The introduction of the ZiG aims to stabilize Zimbabwe’s economy and currency system by providing a more reliable monetary unit backed by tangible assets.
Professor Ncube’s reforms are designed to prevent the ZiG from suffering the same fate as its predecessors, including the bond note, the real-time gross settlement (RTGS) dollar, and the Zimbabwean dollar.

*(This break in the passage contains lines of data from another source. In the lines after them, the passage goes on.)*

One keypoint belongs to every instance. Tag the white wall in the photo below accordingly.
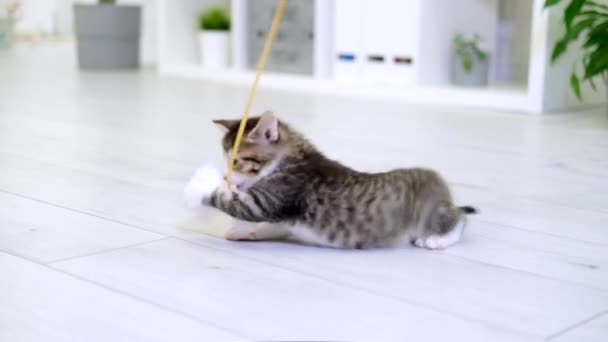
(513, 48)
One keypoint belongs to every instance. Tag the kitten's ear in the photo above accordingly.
(267, 128)
(225, 125)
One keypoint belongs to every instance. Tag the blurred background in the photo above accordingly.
(476, 53)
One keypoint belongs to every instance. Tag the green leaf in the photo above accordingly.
(596, 5)
(570, 36)
(467, 63)
(573, 9)
(575, 84)
(559, 49)
(549, 3)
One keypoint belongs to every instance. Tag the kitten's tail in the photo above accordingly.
(468, 210)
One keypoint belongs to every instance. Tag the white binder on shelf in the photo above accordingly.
(390, 41)
(347, 58)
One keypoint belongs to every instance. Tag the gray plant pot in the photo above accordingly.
(478, 76)
(107, 36)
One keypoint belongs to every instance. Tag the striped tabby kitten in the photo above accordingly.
(282, 182)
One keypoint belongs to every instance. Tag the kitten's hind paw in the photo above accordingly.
(202, 184)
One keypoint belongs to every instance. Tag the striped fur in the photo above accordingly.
(284, 180)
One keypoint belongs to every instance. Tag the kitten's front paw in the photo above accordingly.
(202, 184)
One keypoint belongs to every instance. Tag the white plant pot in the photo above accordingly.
(214, 48)
(6, 32)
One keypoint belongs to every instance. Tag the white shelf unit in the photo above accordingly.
(535, 87)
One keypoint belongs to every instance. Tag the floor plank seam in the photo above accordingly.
(83, 212)
(141, 299)
(108, 250)
(571, 282)
(361, 289)
(576, 325)
(539, 232)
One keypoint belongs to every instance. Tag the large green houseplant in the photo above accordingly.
(586, 19)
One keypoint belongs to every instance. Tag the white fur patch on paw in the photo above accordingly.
(205, 180)
(435, 242)
(236, 234)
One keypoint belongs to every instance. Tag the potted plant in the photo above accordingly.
(8, 9)
(588, 19)
(214, 26)
(107, 35)
(470, 65)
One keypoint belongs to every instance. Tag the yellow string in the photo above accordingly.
(274, 29)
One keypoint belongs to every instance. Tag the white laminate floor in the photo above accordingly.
(92, 246)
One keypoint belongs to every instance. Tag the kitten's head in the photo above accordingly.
(263, 146)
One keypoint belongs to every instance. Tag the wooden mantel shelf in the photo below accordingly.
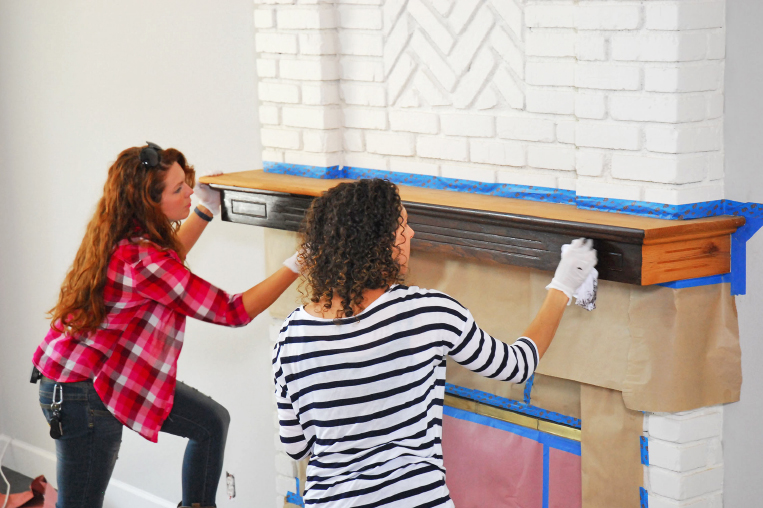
(631, 249)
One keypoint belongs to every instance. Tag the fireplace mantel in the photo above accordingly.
(632, 249)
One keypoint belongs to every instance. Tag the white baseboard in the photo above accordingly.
(33, 461)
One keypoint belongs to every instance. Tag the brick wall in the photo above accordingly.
(611, 98)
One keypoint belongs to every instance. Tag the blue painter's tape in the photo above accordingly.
(512, 405)
(644, 450)
(528, 389)
(550, 440)
(546, 474)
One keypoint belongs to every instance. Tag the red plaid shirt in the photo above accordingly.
(132, 356)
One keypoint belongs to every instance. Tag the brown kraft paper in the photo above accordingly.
(610, 450)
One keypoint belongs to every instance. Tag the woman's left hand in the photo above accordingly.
(207, 196)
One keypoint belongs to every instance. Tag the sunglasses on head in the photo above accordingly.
(149, 155)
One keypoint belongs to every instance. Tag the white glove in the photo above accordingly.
(293, 263)
(207, 196)
(578, 259)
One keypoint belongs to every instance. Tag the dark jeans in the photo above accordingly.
(87, 451)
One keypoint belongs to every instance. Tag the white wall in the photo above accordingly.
(79, 82)
(743, 440)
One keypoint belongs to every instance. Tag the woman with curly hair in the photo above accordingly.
(110, 357)
(360, 370)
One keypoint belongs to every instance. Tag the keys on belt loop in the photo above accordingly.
(56, 428)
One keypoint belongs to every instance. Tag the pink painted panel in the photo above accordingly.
(491, 467)
(564, 480)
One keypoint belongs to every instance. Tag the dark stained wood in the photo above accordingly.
(631, 249)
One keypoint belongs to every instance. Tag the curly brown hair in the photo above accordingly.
(348, 242)
(130, 206)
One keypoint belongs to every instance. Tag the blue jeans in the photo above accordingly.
(87, 451)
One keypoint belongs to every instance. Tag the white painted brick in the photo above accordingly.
(432, 147)
(548, 156)
(277, 92)
(468, 125)
(364, 95)
(272, 155)
(529, 178)
(565, 131)
(659, 46)
(716, 45)
(285, 465)
(684, 138)
(547, 42)
(320, 94)
(508, 50)
(590, 105)
(322, 69)
(280, 138)
(359, 17)
(555, 15)
(323, 160)
(468, 173)
(322, 141)
(553, 73)
(410, 121)
(353, 140)
(264, 18)
(550, 101)
(361, 43)
(590, 47)
(681, 486)
(267, 68)
(318, 42)
(269, 115)
(406, 165)
(594, 187)
(656, 168)
(509, 153)
(671, 108)
(365, 118)
(367, 161)
(589, 163)
(525, 128)
(312, 117)
(607, 16)
(608, 135)
(305, 19)
(715, 105)
(687, 428)
(390, 143)
(675, 457)
(361, 70)
(683, 78)
(685, 194)
(684, 15)
(275, 43)
(606, 76)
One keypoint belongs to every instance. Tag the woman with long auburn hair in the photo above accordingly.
(359, 370)
(110, 357)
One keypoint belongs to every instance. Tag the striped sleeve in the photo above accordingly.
(492, 358)
(290, 430)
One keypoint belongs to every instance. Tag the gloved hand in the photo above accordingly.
(577, 262)
(207, 196)
(293, 263)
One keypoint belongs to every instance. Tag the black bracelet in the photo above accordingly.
(203, 215)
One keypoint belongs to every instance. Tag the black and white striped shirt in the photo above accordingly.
(364, 395)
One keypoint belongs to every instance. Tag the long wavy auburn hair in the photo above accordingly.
(130, 207)
(348, 243)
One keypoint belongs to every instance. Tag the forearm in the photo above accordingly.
(543, 327)
(192, 228)
(262, 296)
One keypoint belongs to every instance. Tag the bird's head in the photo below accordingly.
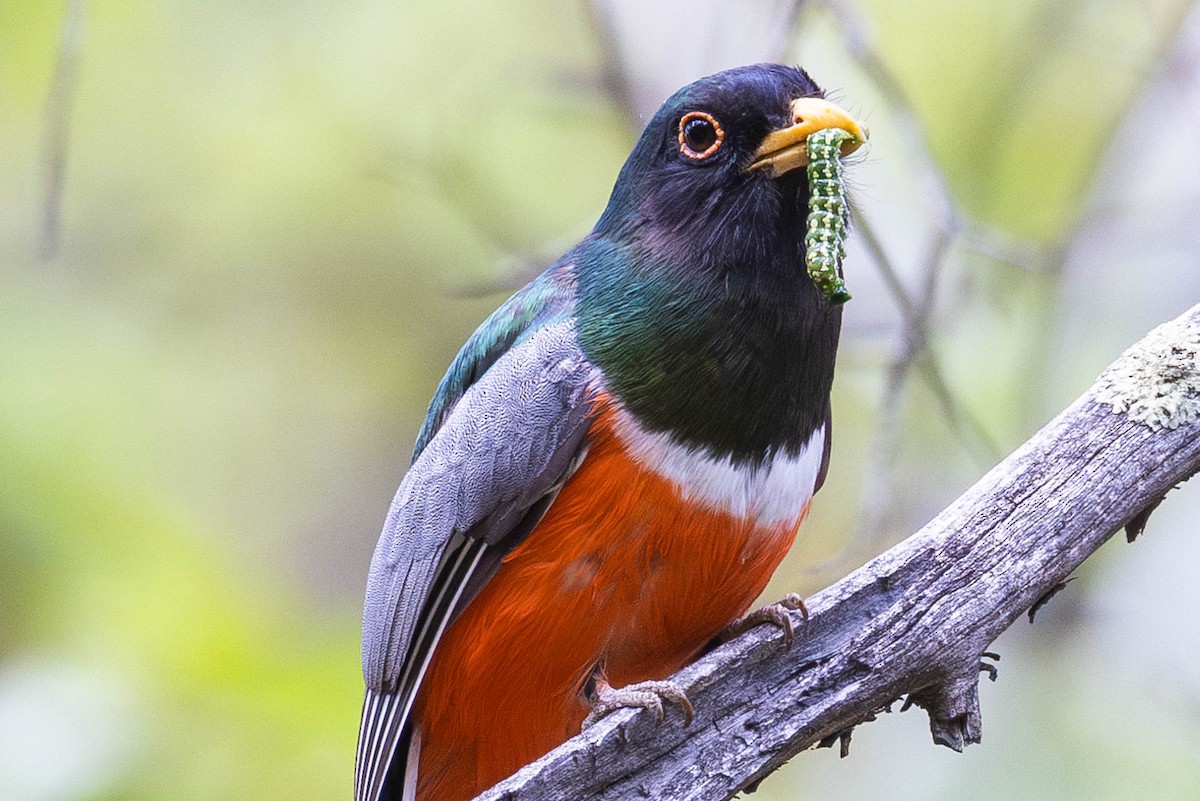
(715, 179)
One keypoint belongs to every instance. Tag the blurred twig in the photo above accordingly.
(58, 122)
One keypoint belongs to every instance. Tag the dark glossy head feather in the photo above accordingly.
(694, 295)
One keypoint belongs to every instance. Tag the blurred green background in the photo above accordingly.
(277, 221)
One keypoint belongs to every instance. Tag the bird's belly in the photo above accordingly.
(633, 571)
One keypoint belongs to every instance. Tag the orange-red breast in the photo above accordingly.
(617, 459)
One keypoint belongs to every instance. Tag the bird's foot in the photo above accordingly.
(643, 694)
(777, 614)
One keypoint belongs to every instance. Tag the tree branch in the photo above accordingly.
(918, 619)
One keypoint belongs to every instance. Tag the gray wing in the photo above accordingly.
(475, 491)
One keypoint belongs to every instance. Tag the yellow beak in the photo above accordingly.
(784, 150)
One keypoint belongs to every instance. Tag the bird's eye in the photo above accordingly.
(700, 134)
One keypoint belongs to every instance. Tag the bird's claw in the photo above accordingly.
(643, 694)
(777, 614)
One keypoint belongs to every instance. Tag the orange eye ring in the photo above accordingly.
(700, 134)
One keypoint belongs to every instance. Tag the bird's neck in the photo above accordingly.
(733, 359)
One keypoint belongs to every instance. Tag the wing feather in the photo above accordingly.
(474, 492)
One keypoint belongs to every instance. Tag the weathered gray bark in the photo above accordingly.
(918, 618)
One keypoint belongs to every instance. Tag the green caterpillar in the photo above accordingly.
(825, 244)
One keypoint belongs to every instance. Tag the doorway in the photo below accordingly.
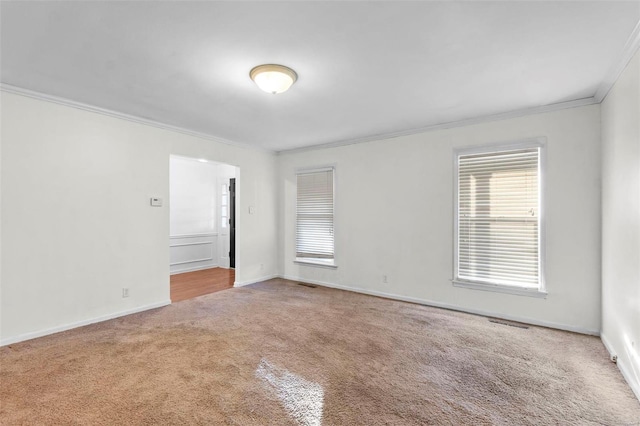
(202, 246)
(232, 223)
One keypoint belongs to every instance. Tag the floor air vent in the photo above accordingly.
(307, 285)
(509, 323)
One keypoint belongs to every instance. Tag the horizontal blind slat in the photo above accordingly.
(498, 218)
(314, 215)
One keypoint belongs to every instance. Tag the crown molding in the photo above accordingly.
(630, 48)
(4, 87)
(450, 125)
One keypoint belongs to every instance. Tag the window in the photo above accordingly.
(498, 219)
(314, 217)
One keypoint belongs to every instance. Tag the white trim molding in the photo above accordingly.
(103, 111)
(632, 380)
(65, 327)
(630, 48)
(448, 306)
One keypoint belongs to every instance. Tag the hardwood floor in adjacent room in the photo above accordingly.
(197, 283)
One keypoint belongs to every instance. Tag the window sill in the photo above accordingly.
(317, 262)
(508, 289)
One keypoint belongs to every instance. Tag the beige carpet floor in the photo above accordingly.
(277, 353)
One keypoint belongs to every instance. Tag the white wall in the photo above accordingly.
(621, 222)
(193, 212)
(76, 221)
(394, 217)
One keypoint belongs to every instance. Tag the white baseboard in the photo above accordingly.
(450, 306)
(632, 379)
(257, 280)
(65, 327)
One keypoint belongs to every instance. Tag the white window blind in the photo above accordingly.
(498, 218)
(314, 215)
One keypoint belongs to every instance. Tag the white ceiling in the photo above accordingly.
(365, 68)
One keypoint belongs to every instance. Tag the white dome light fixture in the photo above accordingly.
(273, 78)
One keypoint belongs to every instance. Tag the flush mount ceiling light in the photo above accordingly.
(273, 78)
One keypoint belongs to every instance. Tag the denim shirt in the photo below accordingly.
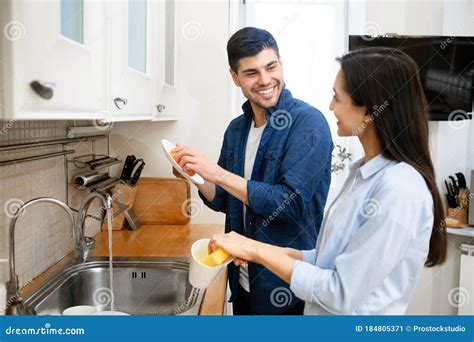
(287, 191)
(373, 243)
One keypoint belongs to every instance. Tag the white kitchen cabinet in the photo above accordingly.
(58, 45)
(140, 48)
(132, 72)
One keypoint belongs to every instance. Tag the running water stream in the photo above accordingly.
(111, 274)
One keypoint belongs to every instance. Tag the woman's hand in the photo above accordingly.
(243, 249)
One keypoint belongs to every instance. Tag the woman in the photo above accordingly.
(387, 221)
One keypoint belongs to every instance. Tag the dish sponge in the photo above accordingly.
(216, 258)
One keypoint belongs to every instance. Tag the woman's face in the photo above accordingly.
(351, 119)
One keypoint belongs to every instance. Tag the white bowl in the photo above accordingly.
(200, 275)
(111, 313)
(80, 310)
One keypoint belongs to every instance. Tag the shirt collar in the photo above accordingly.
(371, 167)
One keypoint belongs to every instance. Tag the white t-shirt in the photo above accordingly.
(253, 141)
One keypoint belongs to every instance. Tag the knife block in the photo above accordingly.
(459, 214)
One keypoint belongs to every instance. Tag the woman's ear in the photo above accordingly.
(368, 117)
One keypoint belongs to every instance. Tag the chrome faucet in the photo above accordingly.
(14, 301)
(85, 245)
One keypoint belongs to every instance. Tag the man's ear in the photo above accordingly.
(235, 78)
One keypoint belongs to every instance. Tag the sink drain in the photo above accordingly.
(138, 275)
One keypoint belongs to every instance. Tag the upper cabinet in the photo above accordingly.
(85, 59)
(53, 59)
(131, 71)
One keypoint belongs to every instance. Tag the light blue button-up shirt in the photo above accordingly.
(372, 246)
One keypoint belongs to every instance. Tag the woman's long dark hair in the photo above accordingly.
(386, 81)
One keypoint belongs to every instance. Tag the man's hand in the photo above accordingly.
(177, 174)
(194, 160)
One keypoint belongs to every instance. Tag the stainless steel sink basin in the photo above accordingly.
(157, 286)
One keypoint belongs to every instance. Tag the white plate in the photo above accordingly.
(167, 147)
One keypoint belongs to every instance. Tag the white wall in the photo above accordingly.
(451, 143)
(203, 84)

By requiring tax payments in ZiG, the government hopes to increase the currency’s usage and acceptance, thereby strengthening its position in the economy.
Expected Impact
The new policy is expected to enhance the stability of the ZiG and support the government’s broader fiscal and monetary policy framework. According to Minister Ncube, the measure will contribute to greater currency, exchange rate, and price stability.
“Treasury is stepping up to complement the fiscal and monetary policy framework aimed at further anchoring the currency, exchange rate, and price stability,” Ncube stated.
The move is also intended to boost confidence in the ZiG, encouraging its adoption and reducing reliance on foreign currencies. T
he policy aims to leverage the ZiG’s bullion backing to stabilize the local economy and provide a more stable currency option for Zimbabweans and businesses alike.
Conclusion
Zimbabwe’s decision to accept tax payments in ZiG marks a significant shift in its economic strategy, reflecting the government’s commitment to stabilizing and strengthening its currency.
By integrating the ZiG into the tax system, Zimbabwe seeks to enhance the currency’s credibility and encourage its use in everyday transactions.
The effectiveness of this policy will depend on its implementation and the ZiG’s ability to gain traction in both domestic and international markets.